Intermodal group velocity engineering for broadband nonlinear optics

Nonlinear frequency conversion is a crucial technology for operating high power pulsed laser systems at the arbitrary wavelengths required by applications ranging from biological imaging to undersea communications, among many others. A stable and efficient solution based on guided waves, for instance using optical fibers, is in high demand; however, efforts to generate such a device have been limited by the need to conserve momentum, or phase match, in fibers.

Multimode fibers provide the ability to examine nonlinear interactions between guided modes – with the idea multiple modes allow for multiple possible combinations to achieve phase matching. However, in practice, typical intermodal four-wave mixing interactions are only phase-matched over narrow wavelength ranges, leading to impractically narrowband nonlinear gain, inefficiencies in conversion, and limitations in the ability to spectrally and temporally tailor the converted light pulses.
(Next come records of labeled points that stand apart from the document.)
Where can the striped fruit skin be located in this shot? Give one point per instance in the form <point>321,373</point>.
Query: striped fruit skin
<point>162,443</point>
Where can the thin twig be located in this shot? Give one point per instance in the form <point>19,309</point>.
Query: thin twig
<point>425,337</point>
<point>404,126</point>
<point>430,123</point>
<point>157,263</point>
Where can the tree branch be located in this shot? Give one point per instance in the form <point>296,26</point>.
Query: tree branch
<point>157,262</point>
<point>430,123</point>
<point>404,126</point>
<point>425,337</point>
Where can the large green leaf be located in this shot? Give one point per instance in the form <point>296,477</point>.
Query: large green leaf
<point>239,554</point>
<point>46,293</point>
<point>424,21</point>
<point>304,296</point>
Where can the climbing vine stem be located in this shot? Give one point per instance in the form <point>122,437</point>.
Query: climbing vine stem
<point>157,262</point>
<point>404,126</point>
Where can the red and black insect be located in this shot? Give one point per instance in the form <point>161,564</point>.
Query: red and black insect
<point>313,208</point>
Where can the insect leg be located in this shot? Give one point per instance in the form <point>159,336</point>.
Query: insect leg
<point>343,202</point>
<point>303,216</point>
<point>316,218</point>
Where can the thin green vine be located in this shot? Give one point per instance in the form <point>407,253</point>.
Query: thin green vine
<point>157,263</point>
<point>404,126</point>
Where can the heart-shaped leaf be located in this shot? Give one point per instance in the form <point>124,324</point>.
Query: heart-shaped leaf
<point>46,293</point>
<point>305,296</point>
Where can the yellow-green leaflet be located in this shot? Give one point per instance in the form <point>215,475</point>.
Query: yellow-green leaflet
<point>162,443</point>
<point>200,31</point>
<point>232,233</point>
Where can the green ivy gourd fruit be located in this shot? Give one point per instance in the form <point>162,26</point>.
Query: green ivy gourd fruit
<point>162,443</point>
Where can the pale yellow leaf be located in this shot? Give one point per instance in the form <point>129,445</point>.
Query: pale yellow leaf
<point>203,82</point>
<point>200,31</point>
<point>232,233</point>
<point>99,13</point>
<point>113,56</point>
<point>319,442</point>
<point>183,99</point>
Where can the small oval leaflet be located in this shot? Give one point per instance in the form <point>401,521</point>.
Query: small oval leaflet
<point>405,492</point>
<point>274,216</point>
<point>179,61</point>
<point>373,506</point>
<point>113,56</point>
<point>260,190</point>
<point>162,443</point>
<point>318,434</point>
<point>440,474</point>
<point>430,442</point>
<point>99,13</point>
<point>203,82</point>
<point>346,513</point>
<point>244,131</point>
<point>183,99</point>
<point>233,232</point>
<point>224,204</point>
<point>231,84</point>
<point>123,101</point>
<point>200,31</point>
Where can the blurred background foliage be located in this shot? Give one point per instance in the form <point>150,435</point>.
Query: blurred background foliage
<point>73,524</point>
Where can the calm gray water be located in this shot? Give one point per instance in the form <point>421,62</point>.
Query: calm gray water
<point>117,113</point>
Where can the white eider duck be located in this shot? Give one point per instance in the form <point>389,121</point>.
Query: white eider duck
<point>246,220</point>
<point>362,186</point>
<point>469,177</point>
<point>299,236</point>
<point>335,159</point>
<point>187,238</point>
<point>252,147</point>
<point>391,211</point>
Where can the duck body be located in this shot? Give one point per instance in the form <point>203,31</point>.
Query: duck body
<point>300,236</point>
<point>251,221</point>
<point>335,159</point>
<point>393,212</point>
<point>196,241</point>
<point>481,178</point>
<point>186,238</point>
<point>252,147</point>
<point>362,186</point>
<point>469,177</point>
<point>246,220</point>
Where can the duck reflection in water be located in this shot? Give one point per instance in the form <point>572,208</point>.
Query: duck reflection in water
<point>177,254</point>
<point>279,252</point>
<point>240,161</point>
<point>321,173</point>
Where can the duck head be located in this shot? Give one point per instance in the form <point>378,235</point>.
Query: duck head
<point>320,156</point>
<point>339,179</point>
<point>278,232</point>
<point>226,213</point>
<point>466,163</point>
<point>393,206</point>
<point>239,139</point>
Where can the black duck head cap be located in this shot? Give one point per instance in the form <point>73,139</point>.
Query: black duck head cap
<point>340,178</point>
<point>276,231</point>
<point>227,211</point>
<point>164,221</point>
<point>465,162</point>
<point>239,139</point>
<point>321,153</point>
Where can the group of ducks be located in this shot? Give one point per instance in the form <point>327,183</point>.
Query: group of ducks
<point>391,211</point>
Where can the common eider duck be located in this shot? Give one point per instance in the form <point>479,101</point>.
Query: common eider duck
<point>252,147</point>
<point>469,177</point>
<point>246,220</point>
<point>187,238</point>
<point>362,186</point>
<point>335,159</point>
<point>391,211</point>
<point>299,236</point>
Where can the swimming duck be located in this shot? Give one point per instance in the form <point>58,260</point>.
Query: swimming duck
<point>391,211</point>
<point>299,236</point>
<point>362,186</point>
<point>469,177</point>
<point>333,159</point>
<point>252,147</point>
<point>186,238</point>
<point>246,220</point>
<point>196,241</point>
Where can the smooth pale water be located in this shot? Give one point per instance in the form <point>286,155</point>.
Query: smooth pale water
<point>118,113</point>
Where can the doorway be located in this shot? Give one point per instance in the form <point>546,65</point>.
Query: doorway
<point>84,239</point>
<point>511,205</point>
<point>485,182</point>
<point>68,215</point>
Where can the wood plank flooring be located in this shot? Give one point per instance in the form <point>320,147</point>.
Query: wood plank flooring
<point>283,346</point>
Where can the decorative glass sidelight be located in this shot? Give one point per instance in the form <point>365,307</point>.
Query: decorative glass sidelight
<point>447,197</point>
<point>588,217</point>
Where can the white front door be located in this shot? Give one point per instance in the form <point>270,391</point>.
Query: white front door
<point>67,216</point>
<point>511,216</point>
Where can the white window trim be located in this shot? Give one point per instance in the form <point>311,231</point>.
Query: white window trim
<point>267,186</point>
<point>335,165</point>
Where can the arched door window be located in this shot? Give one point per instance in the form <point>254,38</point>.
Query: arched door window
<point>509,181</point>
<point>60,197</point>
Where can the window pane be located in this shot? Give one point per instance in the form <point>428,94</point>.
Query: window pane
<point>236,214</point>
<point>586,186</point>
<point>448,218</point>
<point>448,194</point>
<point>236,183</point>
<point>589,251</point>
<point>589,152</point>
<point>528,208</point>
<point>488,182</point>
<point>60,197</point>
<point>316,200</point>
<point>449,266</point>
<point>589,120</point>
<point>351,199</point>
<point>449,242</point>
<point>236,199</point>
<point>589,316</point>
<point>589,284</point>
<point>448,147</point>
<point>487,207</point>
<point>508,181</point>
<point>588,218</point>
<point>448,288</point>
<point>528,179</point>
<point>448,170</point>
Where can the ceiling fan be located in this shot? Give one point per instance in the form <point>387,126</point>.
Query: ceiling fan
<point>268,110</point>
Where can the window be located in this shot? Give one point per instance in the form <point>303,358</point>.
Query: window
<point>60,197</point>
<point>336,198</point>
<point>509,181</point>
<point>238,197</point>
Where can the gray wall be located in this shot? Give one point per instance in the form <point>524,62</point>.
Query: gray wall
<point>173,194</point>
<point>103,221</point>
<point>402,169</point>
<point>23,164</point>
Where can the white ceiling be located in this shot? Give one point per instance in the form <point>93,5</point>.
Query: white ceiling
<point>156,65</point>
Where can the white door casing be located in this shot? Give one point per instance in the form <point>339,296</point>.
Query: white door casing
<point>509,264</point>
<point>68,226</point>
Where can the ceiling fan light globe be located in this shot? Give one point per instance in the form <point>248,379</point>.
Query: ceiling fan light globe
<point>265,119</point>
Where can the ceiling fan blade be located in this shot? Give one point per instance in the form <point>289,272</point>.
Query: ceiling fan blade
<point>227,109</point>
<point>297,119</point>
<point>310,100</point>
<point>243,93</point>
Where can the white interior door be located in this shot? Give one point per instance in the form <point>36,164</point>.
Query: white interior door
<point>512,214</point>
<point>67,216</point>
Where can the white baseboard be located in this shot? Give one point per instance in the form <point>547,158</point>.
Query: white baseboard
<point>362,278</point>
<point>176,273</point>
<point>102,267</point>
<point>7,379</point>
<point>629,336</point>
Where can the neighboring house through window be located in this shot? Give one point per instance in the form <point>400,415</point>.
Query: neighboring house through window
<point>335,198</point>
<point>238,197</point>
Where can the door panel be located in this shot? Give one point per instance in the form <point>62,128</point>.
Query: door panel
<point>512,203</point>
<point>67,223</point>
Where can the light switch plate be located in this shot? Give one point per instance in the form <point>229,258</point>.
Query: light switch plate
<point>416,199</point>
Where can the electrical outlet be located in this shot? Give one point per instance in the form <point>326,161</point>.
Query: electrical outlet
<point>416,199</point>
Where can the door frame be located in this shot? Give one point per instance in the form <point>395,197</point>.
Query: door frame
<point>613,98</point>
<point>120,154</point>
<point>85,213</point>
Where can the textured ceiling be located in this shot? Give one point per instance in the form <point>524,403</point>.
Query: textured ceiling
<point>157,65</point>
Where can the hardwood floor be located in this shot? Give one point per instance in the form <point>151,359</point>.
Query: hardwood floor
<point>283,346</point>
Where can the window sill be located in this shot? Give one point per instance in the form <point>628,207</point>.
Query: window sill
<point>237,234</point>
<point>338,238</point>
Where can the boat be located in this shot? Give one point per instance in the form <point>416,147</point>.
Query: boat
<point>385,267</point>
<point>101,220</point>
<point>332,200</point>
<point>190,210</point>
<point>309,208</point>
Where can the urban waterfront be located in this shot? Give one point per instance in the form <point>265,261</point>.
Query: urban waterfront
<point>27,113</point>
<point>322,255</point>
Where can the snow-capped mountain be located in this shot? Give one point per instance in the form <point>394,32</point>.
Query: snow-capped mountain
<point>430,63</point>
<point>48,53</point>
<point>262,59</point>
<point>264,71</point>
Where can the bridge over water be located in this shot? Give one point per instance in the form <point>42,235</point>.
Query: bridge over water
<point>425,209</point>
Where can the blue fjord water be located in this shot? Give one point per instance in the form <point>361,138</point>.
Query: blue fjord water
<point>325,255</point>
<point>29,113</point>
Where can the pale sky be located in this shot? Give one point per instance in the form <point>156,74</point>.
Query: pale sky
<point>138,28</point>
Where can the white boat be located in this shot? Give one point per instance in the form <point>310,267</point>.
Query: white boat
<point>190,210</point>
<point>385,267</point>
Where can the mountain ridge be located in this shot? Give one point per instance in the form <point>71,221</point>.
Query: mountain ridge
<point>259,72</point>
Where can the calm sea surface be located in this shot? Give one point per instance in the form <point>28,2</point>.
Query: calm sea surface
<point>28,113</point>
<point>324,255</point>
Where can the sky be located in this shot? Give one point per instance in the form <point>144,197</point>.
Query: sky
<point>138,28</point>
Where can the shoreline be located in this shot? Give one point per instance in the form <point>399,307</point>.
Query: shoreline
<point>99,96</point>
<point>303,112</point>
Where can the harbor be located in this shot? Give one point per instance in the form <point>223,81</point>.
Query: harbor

To solve this limitation, the research group from the Nanostructured Fibers and Nonlinear Optics laboratory of Boston University, led by Professor Siddharth Ramachandran, has demonstrated that tailoring of the relative intermodal group velocity, in addition to phase matching, is the key to unlocking extended nonlinear gain bandwidths. This new work highlights an intermodal four-wave mixing process where a pump pulse guided in a superposition of the LP0,4 and LP0,5 modes is converted to two group-velocity-matched pulses in the LP0,4 and LP0,5 modes at wavelengths shorter and longer than that of the pump, respectively. By matching the group velocities of these output pulses, the phase-matched bandwidth is increased by more than order of magnitude compared with typical intermodal processes, leading to broadband gain regions separated by nearly an octave (63 nm centered at 1553 nm, and 17 nm centered at 791 nm). By seeding this process, the authors demonstrate an efficient, quasi-CW, high power and wavelength tunable all-fiber analogue of the ubiquitous Ti:Sapphire laser. This work is published in Photonics Research, Volume 7, Issue 1, 2019 (Jeff Demas, et al., Intermodal group-velocity engineering for broadband nonlinear optics).

In general, these results represent a new parameter space in which to design and implement intermodal parametric nonlinearities – analogous to group velocity dispersion engineering in photonic crystal fibers. Future work will explore using the design flexibility inherent to these multimode systems to target specific wavelength bands for applications underserved by conventional frequency conversion systems, as well as exploiting the bandwidth and group-velocity-matching in these systems to explore fiber-based four-wave mixing in the ultrafast pulse regime.

Schematic of intermodal four-wave mixing: The intense pump pulse (green), guided in a superposition of the LP0,4 and LP0,5 modes (mode image inset), is converted to broadband anti-Stokes (blue) and Stokes (red) pulses along the length of the optical fiber.